For the last several years Vail Resorts has provided scholarships to local youngsters and also those in the urban Front Range corridor, altogether 2,500 “scholarship days.” This year, it is upping it to 3,000. In most cases, the company is providing not only free lift tickets, but also lessons and other items necessary to complete the ski experience.
Vail also announced it would administer its program in-house. The scholarships were previously administered by a Denver-based group called Alpino, the creation of Roberto Moreno, a former ski instructor. The company, in a press release, did not explain the reason for the move.
Moreno then issued a press release announcing that it would continue its relationships with Eldora, Loveland and Echo Mountain ski areas, and that each would contribute 1,000 scholarship days. Furthermore, he noted, the Aspen Skiing Co. has been a “leader in promoting ethnic diversity on the slopes, making available more than 9,200 visits at Aspen’s four areas to underserved youth in the Roaring Fork Valley last year.”
Moreno has been critical of ski areas, whose customers remain mostly white. And while skiing itself is no longer strictly expensive in Colorado, because of low-cost ski passes, he contends that skiing constitutes something of a country club type use of public lands.
He further points out that the ski industry has essentially plateaued in user days even as the general population has been growing vigorously. To grow proportionate to the general population, he says, the industry must more aggressively reach out to minorities, particularly Hispanics. Part of that strategy is to install Hispanics and blacks in front-line positions, to make the skiing experience less intimidating to novice customers.
Mammoth targets 2 million skier days
MAMMOTH LAKES, Calif. – Back in the day — gulp, was it really 35 years ago? — Mammoth Mountain led the nation in skier days. Then Vail surged, Mammoth slipped a few notches, and that’s been the story pretty much ever since. Vail has been No. 1, Breckenridge No. 2, and somewhere down the list was Mammoth.

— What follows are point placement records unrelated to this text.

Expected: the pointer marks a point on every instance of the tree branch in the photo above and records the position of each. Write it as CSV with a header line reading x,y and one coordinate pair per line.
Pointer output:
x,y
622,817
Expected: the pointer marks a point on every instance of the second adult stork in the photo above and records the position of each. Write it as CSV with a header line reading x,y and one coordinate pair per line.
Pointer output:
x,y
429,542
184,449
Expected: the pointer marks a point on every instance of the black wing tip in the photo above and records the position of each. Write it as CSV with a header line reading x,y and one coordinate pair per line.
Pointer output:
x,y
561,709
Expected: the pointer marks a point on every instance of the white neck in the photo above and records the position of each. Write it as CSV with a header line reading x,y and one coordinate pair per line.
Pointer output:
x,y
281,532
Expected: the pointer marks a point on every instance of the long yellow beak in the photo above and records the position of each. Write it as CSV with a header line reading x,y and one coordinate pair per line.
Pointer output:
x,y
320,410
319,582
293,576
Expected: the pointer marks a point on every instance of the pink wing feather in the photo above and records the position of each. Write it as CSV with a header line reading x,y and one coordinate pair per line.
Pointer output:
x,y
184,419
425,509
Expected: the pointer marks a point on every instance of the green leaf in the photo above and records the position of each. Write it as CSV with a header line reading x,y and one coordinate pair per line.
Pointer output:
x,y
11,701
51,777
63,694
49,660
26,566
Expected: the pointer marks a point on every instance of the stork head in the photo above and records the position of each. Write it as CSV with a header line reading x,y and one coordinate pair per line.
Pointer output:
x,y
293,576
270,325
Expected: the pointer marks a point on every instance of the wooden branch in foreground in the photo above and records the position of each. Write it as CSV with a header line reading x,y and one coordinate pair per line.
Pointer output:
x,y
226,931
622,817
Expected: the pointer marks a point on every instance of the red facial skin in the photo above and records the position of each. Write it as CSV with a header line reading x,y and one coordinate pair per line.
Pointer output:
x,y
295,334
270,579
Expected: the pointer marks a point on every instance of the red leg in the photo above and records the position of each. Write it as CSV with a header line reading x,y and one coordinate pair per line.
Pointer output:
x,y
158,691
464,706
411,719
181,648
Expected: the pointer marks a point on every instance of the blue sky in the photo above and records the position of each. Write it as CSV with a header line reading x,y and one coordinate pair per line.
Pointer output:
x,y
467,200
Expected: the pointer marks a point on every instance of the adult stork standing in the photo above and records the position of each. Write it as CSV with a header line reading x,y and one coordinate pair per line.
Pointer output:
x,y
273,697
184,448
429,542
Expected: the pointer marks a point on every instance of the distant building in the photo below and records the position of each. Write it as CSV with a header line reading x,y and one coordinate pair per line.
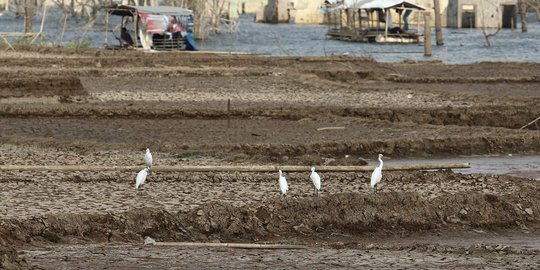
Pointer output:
x,y
4,5
292,11
237,7
481,13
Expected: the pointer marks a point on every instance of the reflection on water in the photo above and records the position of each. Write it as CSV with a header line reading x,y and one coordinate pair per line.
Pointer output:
x,y
523,166
461,45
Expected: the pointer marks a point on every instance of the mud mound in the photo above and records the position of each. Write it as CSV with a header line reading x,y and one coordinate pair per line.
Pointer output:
x,y
355,213
41,86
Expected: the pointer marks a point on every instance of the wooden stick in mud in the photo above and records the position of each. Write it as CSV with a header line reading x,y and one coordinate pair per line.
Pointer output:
x,y
212,168
229,245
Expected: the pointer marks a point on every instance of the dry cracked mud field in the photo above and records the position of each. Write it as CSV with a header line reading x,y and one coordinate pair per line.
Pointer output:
x,y
94,107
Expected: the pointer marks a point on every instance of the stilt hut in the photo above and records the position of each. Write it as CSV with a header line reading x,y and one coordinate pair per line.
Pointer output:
x,y
372,20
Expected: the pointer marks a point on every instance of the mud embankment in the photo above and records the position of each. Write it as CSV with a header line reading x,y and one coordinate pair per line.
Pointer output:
x,y
391,212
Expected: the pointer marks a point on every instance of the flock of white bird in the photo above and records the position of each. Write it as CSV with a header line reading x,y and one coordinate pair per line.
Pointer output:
x,y
315,178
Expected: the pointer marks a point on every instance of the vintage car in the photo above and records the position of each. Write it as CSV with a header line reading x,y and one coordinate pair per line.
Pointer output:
x,y
149,28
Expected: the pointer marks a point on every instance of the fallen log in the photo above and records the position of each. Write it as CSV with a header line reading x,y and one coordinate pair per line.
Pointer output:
x,y
228,245
212,168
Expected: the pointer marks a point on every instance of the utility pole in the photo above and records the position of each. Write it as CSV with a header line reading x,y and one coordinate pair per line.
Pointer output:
x,y
438,28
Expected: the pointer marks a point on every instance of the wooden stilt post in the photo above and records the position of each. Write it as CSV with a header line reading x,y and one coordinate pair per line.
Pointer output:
x,y
427,34
523,14
438,27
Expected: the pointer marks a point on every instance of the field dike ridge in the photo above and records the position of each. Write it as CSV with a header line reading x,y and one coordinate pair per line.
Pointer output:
x,y
350,213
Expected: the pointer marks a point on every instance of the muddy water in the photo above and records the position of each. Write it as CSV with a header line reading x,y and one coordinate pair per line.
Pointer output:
x,y
523,166
461,45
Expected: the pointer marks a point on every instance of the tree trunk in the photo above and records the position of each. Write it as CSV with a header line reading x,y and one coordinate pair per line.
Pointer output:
x,y
29,11
438,29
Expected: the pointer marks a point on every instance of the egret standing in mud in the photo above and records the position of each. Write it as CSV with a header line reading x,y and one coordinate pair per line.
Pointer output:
x,y
141,177
283,184
316,180
376,175
148,160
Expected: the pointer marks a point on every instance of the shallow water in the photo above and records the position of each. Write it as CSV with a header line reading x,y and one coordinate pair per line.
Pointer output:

But in the last several years Mammoth has been surging again. It has been aggressively reaching out for mid-week business, and the efforts are starting to show. While Vail has held more-or-less steady at about 1.6 million skiers, Mammoth is now at 1.5 million skier days — and hopes to hit 2 million skier days annually, the ski area’s marketing director, Lynn Carpenter, told The Sheet.